Hello,
We have a 5-node ES 2.3.3 cluster that we use for a write-heavy logging workload. We keep 90 daily indices on it, each with the default settings of {"number_of_shards": 5, "number_of_replicas": 1}
. Each index contains about 80M documents and takes up about 70GB.
When new indices are created, they almost always have an uneven shard allocation. The following allocation is pretty typical for our 5 (P)rimaries and 5 (R)eplicas per index:
Node 1: P0 P1 P2 P3 P4
Node 2: R1
Node 3: R3
Node 4: R2
Node 5: R0 R4
It's worth noting that the exact allocation for Nodes 2-5 will vary a bit, but Node 1 almost always gets all 5 primary shards.
I understand that we don't need to worry about the uneven distribution of primaries, but we are seeing poor bulk indexing performance with the uneven default allocation. When we manually adjust the allocation to an even 2 shards per node--what we would expect by default--we have no indexing bottlenecks.

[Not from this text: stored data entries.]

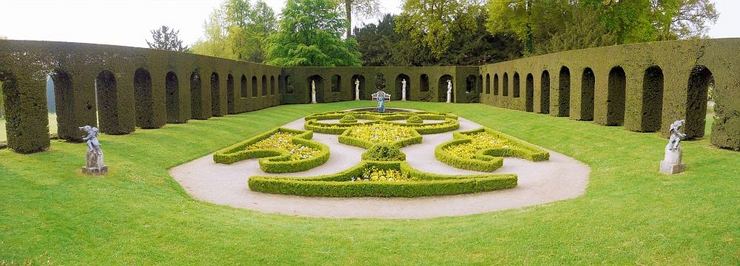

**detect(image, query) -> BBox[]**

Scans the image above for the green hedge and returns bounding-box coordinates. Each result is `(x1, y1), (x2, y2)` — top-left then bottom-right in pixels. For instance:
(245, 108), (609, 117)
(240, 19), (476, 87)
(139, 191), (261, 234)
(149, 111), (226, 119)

(338, 125), (423, 149)
(248, 161), (517, 197)
(304, 111), (459, 135)
(435, 127), (549, 172)
(361, 144), (406, 161)
(212, 127), (330, 173)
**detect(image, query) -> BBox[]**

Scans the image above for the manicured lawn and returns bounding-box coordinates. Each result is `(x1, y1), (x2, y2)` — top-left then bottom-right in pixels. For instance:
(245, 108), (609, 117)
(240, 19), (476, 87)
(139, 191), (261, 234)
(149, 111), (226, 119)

(0, 101), (737, 264)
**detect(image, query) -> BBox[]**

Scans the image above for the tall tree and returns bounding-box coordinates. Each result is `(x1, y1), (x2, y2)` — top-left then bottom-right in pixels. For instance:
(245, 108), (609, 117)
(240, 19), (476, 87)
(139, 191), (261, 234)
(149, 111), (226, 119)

(395, 0), (478, 60)
(266, 0), (361, 66)
(146, 25), (189, 52)
(191, 0), (277, 62)
(342, 0), (380, 38)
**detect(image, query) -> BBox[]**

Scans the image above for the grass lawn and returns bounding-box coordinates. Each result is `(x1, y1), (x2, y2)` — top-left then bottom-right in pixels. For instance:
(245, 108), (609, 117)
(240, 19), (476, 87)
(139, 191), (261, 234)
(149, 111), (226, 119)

(0, 101), (737, 264)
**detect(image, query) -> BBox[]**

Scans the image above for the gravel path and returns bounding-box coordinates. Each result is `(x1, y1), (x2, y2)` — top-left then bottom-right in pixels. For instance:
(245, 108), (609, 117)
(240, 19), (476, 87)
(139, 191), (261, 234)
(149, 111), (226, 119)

(170, 116), (590, 219)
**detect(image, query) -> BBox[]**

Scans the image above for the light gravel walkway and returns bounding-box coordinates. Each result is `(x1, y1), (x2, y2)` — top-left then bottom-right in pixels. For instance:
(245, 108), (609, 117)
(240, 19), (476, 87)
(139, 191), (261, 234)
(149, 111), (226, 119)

(170, 116), (590, 219)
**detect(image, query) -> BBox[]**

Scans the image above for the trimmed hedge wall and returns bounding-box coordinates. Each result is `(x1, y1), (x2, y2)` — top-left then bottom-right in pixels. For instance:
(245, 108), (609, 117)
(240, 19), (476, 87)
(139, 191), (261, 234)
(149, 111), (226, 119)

(435, 127), (549, 172)
(212, 127), (330, 173)
(248, 161), (517, 197)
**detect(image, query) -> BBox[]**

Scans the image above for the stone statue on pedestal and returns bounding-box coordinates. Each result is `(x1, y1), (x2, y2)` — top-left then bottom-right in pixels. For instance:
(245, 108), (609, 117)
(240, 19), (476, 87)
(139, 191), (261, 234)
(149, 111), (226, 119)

(355, 79), (360, 101)
(80, 125), (107, 175)
(371, 90), (391, 113)
(660, 120), (686, 174)
(311, 80), (317, 104)
(401, 79), (407, 101)
(446, 79), (453, 103)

I'm wondering what we can do to automatically get an even per-index shard allocation. I've found some hacky approaches like initially applying a restrictive total_shards_per_node
when creating an index, then relaxing it later. Setting {"cluster.routing.allocation.balance.index": 1}
doesn't seem to affect initial allocations.
(I also tried creating empty indices with 1 replica and 10, 15, and 20 shards. In all cases, I ended up with 5 primaries on Node 1. This worked well for the 10-shard index, which was almost perfectly even, but resulted in very uneven allocations for the 15- and 20-shard indices. I also tried creating a 5-shard 0-replica index, and all 5 primaries were again on Node 1. I don't think any of this is particularly relevant to the solution of the current problem, but it does point to some affinity that Node 1 has for hosting 5 shards per index!)
Key settings are below. Happy to provide any other settings/details that would be helpful to see.
Thanks!
Cluster-wide /etc/elasticsearch/elasticsearch.yml
:
cluster.name: cluster_name
node.name: node_name
path.data: /path/to/elasticsearch/data0,/path/to/elasticsearch/data1
path.logs: /path/to/elasticsearch/log
network.bind_host: "0.0.0.0"
network.publish_host: _non_loopback_
discovery:
type: ec2
ec2:
groups: aws-security-group-name
script.engine.groovy.inline.aggs: on
GET /_cluster/settings
:
{
"persistent": {},
"transient": {
"cluster.routing.allocation.enable": "all"
"cluster.routing.allocation.balance.index" : "1",
"threadpool.bulk.queue_size": "100"
}
}